A Prepper's Guide to Q Day
Why Nation-States Won't Wait for a Quantum Computer When Your Offshore Contractor Has Domain Admin
Current quantum computers: ~6,100 physical qubits. Breaking RSA-2048: estimates have dropped from ~20 million physical qubits (2019) to under a million (2025) to under 100,000 using QLDPC architectures (2026) — though the last result assumes hardware parameters nobody has demonstrated at scale and a real-time decoder nobody has built. The gap has narrowed from four orders of magnitude to roughly two, and it is narrowing faster than the comfortable estimates assumed.
NIST published the post-quantum standards in August 2024 — FIPS 203, 204, 205 — and an entire advisory industry has materialized to sell multi-year migration programs for estates that cannot be inventoried, using keys that cannot be located, on systems nobody knows they own. Before we go further: PQC is not quantum computing. Quantum computing is an emerging technology with standard adoption gates. PQC is the next iteration of the same cryptographic modernization that moved the enterprise from DES to AES, SHA-1 to SHA-256, TLS 1.0 to 1.3 — operational plumbing, not a speculative technology bet.

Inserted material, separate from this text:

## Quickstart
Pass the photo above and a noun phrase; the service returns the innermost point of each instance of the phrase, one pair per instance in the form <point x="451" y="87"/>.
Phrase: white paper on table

The algorithms are standardized; the migration belongs in the CISO’s portfolio, not an emerging technology incubator.
The Test Nobody Applies
The PQC sales cycle runs on a single premise: adversaries are harvesting your encrypted traffic and will decrypt it when quantum computers mature. The premise is correct. The conclusion — that everything needs to migrate immediately and uniformly — does not follow, because it skips a triage step the discourse never performs.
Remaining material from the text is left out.